2. Aling Ude’s tokwa’t baboy cures all hangover ails. Catch her at the Marikina Riverbanks early morning every day (I think except Sunday?)
3. The MyThai/Jack’s Loft in Il Terrazzo aint a bad place to work, an outlet, fishbowl iced tea, and cheesecake! (Though sidenote, not a fan of their pad thai, too greasy, yecch).
4. Making a mix tape to introduce a coworker to Filipino music is harder than I thought, when you can’t pick songs sung in Filipino, it makes for a really watered down mix.
5. Don’t get a haircut when you’re bored, or at least tell the stylist to “do whatever” or you’ll end up with a haircut that you’ll have zero idea on how to get back the moment you step out the salon. It will also leave you looking like Billy Ray Cyrus in the 90s.
6. Singing Bob Marley’s “We jammin'” while eating ube jam makes for a very annoyed, within earshot mother.
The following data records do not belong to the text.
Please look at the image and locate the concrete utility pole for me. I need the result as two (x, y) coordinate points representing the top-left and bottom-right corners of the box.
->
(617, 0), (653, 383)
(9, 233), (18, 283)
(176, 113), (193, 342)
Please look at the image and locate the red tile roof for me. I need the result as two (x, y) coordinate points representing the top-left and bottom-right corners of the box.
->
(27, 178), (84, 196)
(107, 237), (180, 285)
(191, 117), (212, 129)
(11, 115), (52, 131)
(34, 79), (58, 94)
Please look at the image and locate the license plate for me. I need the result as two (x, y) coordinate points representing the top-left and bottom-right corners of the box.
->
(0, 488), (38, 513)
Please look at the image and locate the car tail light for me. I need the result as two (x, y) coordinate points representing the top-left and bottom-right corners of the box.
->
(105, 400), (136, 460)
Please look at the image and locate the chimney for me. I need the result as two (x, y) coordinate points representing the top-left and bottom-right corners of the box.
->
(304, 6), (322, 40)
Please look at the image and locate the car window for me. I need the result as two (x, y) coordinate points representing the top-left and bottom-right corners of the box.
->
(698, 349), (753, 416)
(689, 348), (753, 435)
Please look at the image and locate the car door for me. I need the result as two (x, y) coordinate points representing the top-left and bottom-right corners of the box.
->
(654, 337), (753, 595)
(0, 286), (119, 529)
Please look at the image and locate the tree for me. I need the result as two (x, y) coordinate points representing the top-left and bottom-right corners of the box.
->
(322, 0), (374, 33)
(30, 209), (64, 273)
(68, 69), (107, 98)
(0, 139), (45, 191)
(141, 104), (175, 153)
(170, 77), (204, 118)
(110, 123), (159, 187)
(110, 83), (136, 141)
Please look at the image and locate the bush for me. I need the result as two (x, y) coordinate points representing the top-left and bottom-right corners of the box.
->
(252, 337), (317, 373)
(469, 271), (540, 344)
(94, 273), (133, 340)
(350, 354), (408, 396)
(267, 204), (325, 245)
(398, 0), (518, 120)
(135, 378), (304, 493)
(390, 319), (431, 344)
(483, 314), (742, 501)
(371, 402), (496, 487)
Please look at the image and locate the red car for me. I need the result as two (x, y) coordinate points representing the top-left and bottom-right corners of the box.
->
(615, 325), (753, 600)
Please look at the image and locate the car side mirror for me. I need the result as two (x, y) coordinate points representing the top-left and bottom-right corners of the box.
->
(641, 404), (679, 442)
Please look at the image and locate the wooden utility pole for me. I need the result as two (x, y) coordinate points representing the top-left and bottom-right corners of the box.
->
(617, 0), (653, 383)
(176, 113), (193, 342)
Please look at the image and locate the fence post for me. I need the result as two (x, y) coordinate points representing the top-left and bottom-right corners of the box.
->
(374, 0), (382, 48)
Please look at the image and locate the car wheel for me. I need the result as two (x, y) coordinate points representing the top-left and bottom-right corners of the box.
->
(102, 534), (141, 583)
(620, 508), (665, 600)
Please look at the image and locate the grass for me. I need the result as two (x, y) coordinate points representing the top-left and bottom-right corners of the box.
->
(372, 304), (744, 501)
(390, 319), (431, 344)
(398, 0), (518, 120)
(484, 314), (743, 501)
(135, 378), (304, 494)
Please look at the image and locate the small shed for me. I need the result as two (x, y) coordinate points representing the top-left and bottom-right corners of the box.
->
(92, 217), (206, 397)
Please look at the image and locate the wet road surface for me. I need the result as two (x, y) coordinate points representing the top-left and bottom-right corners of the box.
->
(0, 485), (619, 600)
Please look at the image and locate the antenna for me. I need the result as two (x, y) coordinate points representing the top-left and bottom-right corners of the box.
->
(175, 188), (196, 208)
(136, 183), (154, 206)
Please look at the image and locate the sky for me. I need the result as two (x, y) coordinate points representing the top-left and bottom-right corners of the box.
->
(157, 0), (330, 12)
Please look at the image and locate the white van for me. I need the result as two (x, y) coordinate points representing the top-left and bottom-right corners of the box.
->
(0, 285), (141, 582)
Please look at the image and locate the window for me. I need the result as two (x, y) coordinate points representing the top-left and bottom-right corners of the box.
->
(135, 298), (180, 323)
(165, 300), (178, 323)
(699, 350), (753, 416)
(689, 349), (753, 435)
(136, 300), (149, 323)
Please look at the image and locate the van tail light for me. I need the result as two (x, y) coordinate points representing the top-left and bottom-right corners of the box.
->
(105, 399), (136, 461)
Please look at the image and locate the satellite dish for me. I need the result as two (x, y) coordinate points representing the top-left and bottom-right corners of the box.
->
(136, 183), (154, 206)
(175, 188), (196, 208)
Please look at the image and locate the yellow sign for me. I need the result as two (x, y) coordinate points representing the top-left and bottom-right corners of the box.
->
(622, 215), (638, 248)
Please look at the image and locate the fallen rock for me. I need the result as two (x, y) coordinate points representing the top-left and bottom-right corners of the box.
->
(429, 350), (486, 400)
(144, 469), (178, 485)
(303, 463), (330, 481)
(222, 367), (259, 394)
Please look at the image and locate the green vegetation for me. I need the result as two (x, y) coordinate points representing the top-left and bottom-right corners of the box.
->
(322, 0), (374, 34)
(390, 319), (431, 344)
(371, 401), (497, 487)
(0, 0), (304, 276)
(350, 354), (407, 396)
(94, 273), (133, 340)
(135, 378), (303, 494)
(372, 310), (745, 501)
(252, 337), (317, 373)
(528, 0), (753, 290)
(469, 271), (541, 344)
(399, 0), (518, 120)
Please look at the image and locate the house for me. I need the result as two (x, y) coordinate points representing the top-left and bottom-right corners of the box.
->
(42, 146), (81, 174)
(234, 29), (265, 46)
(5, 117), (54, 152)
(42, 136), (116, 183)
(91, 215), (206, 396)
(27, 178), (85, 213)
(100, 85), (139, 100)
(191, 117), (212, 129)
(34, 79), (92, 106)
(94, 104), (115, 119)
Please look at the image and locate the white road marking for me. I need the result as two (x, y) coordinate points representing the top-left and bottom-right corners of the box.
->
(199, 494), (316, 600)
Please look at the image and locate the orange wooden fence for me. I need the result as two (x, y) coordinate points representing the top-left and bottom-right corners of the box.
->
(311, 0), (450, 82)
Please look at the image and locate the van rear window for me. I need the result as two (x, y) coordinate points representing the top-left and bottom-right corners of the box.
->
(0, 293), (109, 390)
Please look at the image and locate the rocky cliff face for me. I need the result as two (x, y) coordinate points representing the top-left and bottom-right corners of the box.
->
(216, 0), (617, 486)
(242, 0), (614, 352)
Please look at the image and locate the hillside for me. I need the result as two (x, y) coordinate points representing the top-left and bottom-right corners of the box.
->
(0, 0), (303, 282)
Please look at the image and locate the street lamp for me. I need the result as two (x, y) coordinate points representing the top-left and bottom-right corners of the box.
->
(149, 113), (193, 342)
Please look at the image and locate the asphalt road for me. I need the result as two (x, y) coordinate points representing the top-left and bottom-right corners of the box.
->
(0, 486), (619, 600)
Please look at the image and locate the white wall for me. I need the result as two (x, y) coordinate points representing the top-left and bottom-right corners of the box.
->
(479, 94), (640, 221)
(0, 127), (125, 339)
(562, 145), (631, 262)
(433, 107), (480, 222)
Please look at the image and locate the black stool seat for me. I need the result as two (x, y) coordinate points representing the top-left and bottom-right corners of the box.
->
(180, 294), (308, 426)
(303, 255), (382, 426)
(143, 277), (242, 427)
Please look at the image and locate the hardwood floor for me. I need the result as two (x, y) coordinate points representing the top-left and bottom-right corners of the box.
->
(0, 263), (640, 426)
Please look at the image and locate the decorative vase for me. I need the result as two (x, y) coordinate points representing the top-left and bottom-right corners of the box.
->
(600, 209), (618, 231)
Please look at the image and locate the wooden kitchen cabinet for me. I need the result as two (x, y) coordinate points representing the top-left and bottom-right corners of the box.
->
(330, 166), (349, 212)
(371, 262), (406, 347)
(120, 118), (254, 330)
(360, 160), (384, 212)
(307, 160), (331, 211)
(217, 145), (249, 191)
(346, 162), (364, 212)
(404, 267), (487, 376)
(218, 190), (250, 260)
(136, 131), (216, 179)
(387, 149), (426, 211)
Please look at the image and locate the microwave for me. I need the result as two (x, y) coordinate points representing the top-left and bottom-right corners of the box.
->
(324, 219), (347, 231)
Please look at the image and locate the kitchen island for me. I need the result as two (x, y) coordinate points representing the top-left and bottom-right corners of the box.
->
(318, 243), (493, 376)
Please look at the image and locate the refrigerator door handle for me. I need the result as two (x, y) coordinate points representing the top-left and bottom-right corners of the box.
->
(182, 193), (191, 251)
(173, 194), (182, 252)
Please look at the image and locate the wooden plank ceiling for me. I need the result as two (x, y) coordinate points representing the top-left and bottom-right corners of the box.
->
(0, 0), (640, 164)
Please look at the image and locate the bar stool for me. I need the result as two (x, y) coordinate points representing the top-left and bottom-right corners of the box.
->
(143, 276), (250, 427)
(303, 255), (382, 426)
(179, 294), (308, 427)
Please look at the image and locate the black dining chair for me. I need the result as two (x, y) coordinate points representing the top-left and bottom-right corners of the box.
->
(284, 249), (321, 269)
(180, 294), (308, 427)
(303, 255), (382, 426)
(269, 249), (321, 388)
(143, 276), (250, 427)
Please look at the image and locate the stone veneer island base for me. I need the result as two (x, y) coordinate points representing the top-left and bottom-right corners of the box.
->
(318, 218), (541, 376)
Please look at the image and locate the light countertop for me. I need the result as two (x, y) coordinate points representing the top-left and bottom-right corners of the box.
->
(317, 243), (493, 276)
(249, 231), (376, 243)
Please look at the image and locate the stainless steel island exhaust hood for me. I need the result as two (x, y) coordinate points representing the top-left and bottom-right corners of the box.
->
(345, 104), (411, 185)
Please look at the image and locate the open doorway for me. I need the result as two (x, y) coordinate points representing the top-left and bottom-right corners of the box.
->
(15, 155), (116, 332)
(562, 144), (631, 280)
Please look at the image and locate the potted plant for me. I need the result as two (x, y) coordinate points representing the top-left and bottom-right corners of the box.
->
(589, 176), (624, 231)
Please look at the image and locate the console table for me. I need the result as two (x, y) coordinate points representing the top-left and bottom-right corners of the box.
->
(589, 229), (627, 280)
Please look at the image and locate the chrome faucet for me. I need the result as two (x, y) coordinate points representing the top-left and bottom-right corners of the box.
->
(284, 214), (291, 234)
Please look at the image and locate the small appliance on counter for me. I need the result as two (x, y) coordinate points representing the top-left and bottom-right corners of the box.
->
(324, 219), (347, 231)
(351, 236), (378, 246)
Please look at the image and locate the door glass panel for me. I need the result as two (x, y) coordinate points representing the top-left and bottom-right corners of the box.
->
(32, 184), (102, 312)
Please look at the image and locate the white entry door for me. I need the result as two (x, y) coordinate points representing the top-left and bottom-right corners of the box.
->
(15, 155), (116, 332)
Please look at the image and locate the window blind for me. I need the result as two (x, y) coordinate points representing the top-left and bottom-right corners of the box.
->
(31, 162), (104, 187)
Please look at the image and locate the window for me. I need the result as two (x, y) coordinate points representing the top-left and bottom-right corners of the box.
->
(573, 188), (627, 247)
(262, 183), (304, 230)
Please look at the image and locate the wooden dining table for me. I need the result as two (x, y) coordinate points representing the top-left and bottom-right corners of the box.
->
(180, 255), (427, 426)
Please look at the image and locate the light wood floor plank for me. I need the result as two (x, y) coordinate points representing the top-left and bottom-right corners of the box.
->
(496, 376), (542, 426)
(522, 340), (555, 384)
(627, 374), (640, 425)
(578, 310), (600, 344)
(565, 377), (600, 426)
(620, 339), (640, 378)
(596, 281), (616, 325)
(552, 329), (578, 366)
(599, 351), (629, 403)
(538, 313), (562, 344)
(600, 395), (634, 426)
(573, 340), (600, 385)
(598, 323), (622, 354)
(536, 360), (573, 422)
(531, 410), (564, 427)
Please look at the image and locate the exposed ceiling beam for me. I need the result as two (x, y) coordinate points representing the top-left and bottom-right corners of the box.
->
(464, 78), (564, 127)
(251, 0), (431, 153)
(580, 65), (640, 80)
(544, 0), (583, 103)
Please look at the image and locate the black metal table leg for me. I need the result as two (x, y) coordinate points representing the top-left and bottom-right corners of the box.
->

7. the Transporter tv series feels like FPJ, Lito Lapid and Chuck Norris collaborated on a character and made him drive. He gives chicks money after smashing their car to save her life, gets a multibillionaire heiress to strip naked in front of him to “get a man’s opinion”, crushed more than a dozen apparently inept armed men with his bare hands, and got a police inspector to water his daisies with a single look. Absurd, and Statham is ten times sexier with that rough voice and workingman appeal that carries all his movies, however absurd they seem, the guy in this one, not really.
8. Hellish hot Mondays make for very absurd thoughts. What do you think?